We just all have to look and say, “What can I do?” At the federal level, CASDA has a position paper in French and English here. I'd like to suggest that these are things that the federal government can do. I guess everybody just has to do their part, right? I take about 20 calls a week and e-mails from families in crisis.

So I hear you. That's my only point. We all just have to do what we can do.

Our psychopharmacology medication clinic has become almost like the crisis triage point in Toronto because when everybody throws up their hands, they say maybe medication is the answer.

As we try to move ahead in our genetic research and clinical trials to look at some medications that may be more helpful, the majority of the time we don't have a medication that can make a huge difference in a crisis. It's usually the hyperactive children with autism who have had negative results with many of the medications that we use. They end up in crisis and many of them are the ones that end up in some kind of residential care. It's almost impossible to get residential care let alone short-term hospitalization in most areas.

On behalf of the 38 organizations that CASDA represents, we've pointed them out to be surveillance; best practices; the facilitator role, which would be having ministerial conferences, etc.; looking after the health of the aboriginal community, because you are a health care provider at the federal level; research specific to autism, increase it; financial assistance to families was the next point we made about the Income Tax Act; and lastly a national awareness campaign.
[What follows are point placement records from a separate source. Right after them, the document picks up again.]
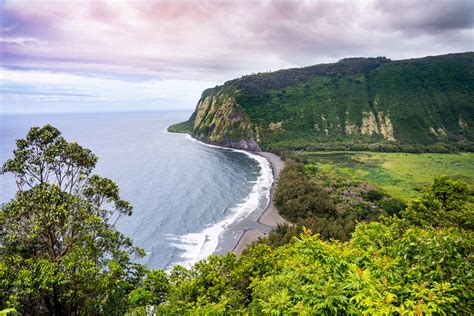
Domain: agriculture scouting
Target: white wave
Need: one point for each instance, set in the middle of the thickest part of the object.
(198, 246)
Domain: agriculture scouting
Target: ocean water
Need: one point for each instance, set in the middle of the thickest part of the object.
(190, 199)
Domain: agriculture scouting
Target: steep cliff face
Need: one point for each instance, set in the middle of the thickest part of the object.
(220, 120)
(357, 101)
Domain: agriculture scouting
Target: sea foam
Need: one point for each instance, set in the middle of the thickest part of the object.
(198, 246)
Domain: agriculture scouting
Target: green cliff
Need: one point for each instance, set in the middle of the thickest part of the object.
(356, 103)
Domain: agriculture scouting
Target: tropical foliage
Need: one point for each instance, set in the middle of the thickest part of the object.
(60, 253)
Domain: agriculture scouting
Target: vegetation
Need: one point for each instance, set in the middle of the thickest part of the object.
(416, 105)
(183, 127)
(401, 175)
(60, 253)
(400, 265)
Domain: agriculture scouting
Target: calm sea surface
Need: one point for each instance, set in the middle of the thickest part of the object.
(187, 196)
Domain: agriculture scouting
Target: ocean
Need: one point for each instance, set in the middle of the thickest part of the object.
(190, 199)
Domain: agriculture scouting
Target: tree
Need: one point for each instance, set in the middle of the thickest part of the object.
(60, 253)
(444, 204)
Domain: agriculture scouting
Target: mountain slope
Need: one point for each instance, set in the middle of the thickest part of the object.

I would echo that. In terms of surveillance, a lot of you are putting this question to the table: can we understand what's out there? We cannot. They have told us that there is no data.

You can't build a strategy on speculation. I think we have to sit down, assess, take the pulse. There are things out there.

I really don't have much to add. From our perspective, really it all comes down to research. Without knowing what causes autism we don't have an understanding of treatments and preventions that are unique to every child in every situation.

We'll continue to focus on our need for research and for the equality of services, access to services and diagnosis. There's no reason, as Canadians, that we should have to look at where to live in this country in order to access services.

On the rest, I think we're all pretty much on common ground. We know that things can be a lot better.

I'd just like to say that when it comes to addressing the federal government, Kathleen and I do it under CASDA. The other member of the leadership committee is Margaret Whelan, who is the executive director for the Geneva Centre for Autism.

Outside of being here today, which I do under the umbrella of CASDA, the one thing that makes us maybe a little different is that we talk about autism as a whole-body disorder. That would be one thing that would stand out, in that recovery is possible, which is what I put in my opening comments.

Autism Society Canada has been around for 35 years. We have a provincial-territorial representative. We take the pulse out there regularly. We're virtual, with no resources. It's all done by volunteers and based from the ground up.

I'll also add that there are strategies out there. The U.K. and New Zealand have some. I'll forward all that after the meeting.

Autism Speaks Canada, very simply, raises money and gives out money. We raise money and we give out money to research communities through family services grants. It's our goal, through the resources we provide, our website, and the information we provide, to make the path a little straighter.

I also want to comment briefly on this idea of a summit and what Autism Speaks in the U.S. did very effectively for the adult community. If they can do it across the U.S., we can certainly do it across Canada. They had virtual sites set up where they hooked up stakeholders, policy makers, and members of service provider groups in centres across the U.S. Everyone voted on issues that were important to the adult community. They developed a strategy as a result of that.

The technology is there to do it virtually across centres. I think that's a really exciting concept. When the senator mentioned that, it struck me. I attended the central hub in Chicago to see how the technology worked. I think it's a fantastic concept, and we would be happy to lend our expertise in that.